Assume that the consumer is indifferent between the different payoffs $(u_t, u_{t+1})$ and $(v_t, v_{t+1})$ (say, for example say $u_t > v_t$ and $v_{t+1} > u_{t+1}$).
Then:
$$
\alpha(t) u_t + \alpha(t+1) u_{t+1} = \alpha(t) v_t + \alpha(t+1) v_{t+1}.
$$
Now assume that one period has passed.

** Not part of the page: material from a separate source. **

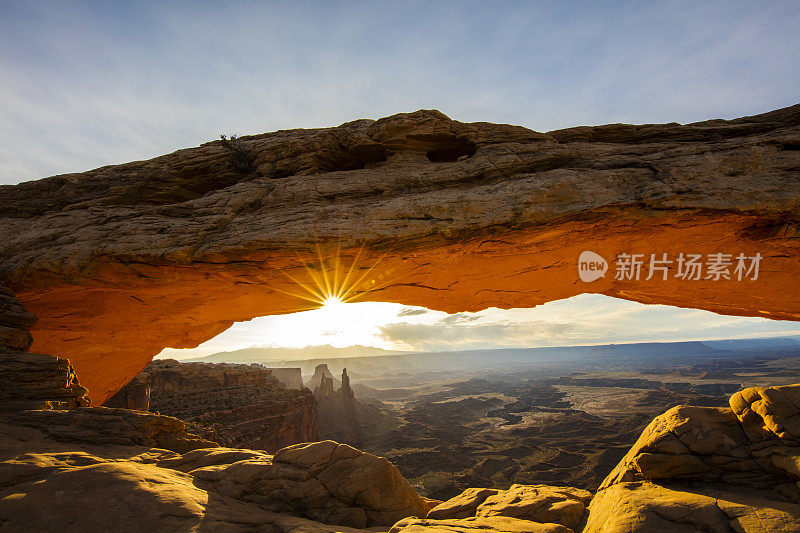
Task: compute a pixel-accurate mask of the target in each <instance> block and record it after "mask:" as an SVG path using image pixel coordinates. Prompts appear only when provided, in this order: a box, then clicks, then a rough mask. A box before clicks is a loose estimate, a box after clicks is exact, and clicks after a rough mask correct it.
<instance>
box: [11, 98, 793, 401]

If the decision maker is time consistent, she still thinks $(u_t, u_{t+1})$ is equally good as $(v_t, v_{t+1})$, so:
$$
\alpha(t-1) u_t + \alpha(t) u_{t+1} = \alpha(t-1) v_t + \alpha(t) v_{t+1}.
$$
Using these two conditions, we find that:
$$
\frac{\alpha(t+1)}{\alpha(t)} = \frac{\alpha(t)}{\alpha(t-1)} \left(= \frac{u_t - v_t}{v_{t+1} - u_{t+1}}\right).
$$
We can generalize this (by waiting more periods) and show that this condition must hold for any value of $t$. In other words, the ratio $\frac{\alpha(t)}{\alpha(t-1)}$ should be a constant independent of $t$. Let's call this number $\delta$.
Then we have:
$$
\begin{align*}
\alpha(t) &= \frac{\alpha(t)}{\alpha(t-1)} \frac{\alpha(t-1)}{\alpha(t-2)} \ldots \frac{\alpha(1)}{\alpha(0)} \alpha(0),\\
&= \underbrace{\delta\, \delta \ldots \delta}_{t \text{ times }} \, \alpha(0),\\
&= \alpha(0) \delta^t.
\end{align*}
$$
Normalizing $\alpha(0) = 1$, we obtain that $\alpha(t) = \delta^t$, giving exponential discounting.